Я снова вышел на берег, сквернословя и гадая, чем вызвана такая спешка, что за сигнал они приняли и какого черта Макстей заигрался настолько, что забыл о моем отсутствии на борту. Я не так уж и тревожился: знал, что рано или поздно они меня хватятся и вернутся. Хотя, напомнил я себе, это зависит от степени неотложности дела, заставившего их уйти. Все может занять и несколько часов… И тут я услышал шуршание, что-то зашебуршилось в кустах, стоявших от меня в нескольких ярдах, на берег медленно, неохотно, вышла вперевалочку ящерица, игуана, фута в три длинной, и пощелкивая языком, направилась ко мне. Через пару секунд к ней присоединились четыре-пять других. Я отступал от них по пляжу к воде, инстинктивно, по дурацки прикрывая гениталии сложенной в чашу ладонью. Послеполуденное солнце жгло мои соленые плечи. Я пошвырялся в приближающихся ящериц раковинами и камушками, они остановились. Однако, как только я перестал демонстрировать агрессивность, снова потопали ко мне. Потом на другом конце пляжа показались новые игуаны. Я с криком бросился к ним, они неуклюже, в некотором беспорядке, отступили, но вскоре перестроились и снова пошли в наступление.
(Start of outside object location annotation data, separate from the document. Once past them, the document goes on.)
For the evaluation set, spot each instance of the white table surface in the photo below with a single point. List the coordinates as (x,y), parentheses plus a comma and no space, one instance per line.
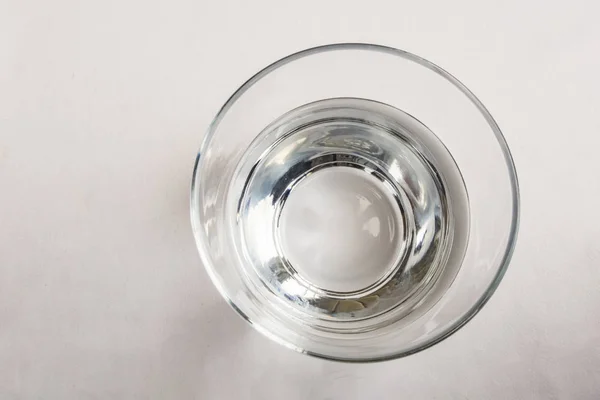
(102,108)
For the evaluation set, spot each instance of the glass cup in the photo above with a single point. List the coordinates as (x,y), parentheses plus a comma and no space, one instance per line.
(355,202)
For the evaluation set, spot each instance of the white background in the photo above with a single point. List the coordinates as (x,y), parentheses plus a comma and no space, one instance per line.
(102,108)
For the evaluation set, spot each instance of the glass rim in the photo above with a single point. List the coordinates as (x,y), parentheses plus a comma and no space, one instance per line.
(201,239)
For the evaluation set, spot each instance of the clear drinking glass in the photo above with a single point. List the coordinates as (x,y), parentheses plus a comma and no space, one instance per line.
(355,202)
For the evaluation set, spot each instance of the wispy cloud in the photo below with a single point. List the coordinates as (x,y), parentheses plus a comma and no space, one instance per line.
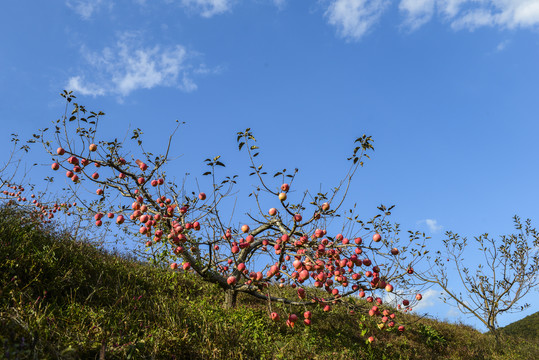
(207,8)
(354,18)
(432,224)
(472,14)
(416,12)
(86,8)
(128,66)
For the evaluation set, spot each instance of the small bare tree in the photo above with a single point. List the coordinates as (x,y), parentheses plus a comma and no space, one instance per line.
(497,285)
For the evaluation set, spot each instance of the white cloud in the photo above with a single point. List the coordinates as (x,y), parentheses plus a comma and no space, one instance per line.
(354,18)
(208,8)
(417,12)
(85,8)
(430,298)
(472,14)
(128,66)
(432,225)
(501,46)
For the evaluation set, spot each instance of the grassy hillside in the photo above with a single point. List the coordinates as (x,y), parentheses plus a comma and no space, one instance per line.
(524,328)
(63,299)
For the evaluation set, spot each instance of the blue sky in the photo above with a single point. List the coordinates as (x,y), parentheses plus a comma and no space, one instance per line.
(447,88)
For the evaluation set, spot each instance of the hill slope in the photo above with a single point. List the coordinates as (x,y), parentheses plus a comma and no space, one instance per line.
(64,299)
(527,327)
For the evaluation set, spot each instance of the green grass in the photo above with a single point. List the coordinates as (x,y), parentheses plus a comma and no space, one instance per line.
(527,328)
(64,299)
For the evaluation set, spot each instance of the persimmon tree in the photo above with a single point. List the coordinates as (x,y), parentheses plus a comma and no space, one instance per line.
(289,241)
(500,280)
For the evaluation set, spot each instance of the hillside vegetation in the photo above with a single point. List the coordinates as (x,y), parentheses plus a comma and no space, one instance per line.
(62,298)
(524,328)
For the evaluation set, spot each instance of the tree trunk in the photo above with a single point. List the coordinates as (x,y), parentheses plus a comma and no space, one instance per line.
(230,298)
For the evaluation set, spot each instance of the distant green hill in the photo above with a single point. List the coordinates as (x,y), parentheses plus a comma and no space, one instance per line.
(63,299)
(524,328)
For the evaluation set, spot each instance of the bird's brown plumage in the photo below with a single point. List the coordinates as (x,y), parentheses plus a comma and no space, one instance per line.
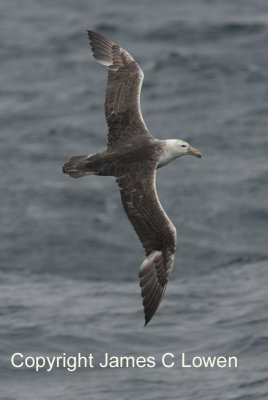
(132,156)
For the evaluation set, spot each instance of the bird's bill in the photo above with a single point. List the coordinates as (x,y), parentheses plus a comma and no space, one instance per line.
(194,152)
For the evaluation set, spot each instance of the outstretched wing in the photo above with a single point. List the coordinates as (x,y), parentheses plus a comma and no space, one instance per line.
(155,231)
(122,103)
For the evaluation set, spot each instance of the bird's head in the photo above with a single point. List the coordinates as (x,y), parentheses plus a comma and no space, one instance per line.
(184,148)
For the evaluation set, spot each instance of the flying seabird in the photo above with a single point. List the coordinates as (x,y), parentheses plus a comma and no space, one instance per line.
(132,157)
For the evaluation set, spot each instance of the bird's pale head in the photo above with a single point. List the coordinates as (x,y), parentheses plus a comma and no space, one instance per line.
(185,149)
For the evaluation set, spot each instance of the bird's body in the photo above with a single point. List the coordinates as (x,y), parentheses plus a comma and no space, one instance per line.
(132,157)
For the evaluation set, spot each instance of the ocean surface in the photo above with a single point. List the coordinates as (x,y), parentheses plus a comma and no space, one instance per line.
(69,258)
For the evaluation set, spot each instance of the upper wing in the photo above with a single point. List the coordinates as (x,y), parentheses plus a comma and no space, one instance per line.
(122,103)
(155,231)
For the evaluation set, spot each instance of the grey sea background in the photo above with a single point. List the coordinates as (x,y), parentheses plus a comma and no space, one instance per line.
(69,258)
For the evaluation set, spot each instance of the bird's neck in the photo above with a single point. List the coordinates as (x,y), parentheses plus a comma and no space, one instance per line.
(170,152)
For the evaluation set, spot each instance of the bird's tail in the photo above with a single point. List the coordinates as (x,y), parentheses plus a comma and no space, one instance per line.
(76,167)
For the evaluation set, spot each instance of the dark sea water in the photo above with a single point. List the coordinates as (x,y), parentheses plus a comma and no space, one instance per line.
(69,258)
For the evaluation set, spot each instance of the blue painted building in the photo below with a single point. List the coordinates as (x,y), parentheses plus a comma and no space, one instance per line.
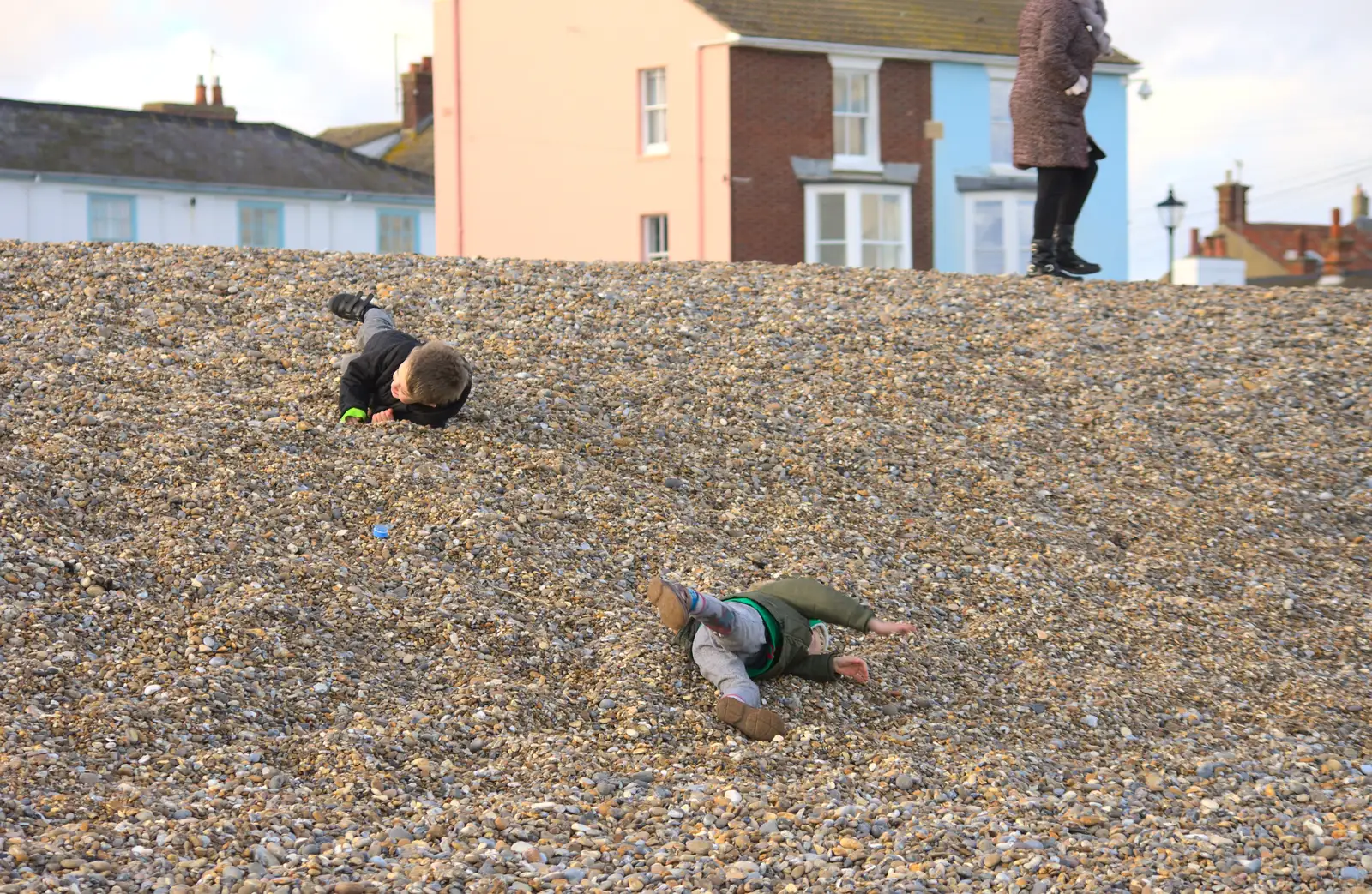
(984,207)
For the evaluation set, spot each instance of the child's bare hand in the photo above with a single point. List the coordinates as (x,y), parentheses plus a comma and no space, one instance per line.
(889,628)
(851,667)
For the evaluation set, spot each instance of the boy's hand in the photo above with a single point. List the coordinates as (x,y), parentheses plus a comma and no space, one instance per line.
(851,667)
(889,628)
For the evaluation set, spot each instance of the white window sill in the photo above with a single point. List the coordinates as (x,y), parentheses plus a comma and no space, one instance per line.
(858,164)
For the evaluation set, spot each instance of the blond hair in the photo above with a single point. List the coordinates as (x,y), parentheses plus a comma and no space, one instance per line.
(438,375)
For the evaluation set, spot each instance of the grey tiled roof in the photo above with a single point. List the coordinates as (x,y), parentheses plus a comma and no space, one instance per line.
(50,137)
(978,27)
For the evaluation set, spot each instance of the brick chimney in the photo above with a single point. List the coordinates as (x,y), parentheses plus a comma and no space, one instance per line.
(1341,247)
(418,89)
(201,109)
(1234,201)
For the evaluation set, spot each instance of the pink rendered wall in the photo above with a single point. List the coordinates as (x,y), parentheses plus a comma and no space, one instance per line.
(537,129)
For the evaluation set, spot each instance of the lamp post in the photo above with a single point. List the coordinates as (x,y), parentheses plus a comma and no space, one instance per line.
(1170,212)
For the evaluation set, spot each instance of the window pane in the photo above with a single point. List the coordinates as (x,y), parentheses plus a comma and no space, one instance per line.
(260,228)
(891,225)
(832,219)
(870,217)
(857,136)
(882,256)
(858,93)
(655,87)
(836,255)
(1002,143)
(655,237)
(111,219)
(999,99)
(990,240)
(1026,232)
(397,232)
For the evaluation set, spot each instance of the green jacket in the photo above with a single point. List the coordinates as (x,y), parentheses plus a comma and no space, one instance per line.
(792,603)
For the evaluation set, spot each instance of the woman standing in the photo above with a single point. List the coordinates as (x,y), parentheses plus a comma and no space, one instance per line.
(1060,43)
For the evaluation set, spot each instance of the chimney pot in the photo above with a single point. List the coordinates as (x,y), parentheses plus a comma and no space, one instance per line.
(418,93)
(1234,203)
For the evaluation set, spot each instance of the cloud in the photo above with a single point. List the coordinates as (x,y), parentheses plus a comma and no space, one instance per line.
(1273,85)
(304,64)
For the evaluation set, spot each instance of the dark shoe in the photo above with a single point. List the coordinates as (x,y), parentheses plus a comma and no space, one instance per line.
(1043,261)
(1068,260)
(350,306)
(671,601)
(755,723)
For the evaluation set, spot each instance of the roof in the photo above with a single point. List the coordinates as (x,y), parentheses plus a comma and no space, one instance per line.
(415,150)
(50,137)
(1275,240)
(976,27)
(353,136)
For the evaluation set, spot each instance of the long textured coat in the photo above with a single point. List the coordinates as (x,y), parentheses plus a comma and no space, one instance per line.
(1056,48)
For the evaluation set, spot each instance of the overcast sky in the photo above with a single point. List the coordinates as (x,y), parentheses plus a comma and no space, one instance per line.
(1279,85)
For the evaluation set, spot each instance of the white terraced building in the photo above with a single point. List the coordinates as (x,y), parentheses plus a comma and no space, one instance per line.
(189,174)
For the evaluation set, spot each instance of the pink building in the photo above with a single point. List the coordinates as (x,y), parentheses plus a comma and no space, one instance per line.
(782,130)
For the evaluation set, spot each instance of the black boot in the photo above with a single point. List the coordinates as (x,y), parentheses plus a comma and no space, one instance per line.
(1068,260)
(1043,261)
(350,306)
Спустя несколько минут на пляже было уже двадцать-тридцать игуан — языки поклекивают, мертвые глаза глядят на меня, словно ожидая чего-то. Я стоял, зажав в каждой руке по палке и гадая, что буду делать, если меня не снимут с острова до наступления ночи. Ящерицы не были страшны, настоящей угрозы они, вроде бы, и не представляли — все происходившее было просто формой вынужденного временного сосуществования. Голый человек и три десятка первобытных ящериц на пустом острове. Как будем жить дальше?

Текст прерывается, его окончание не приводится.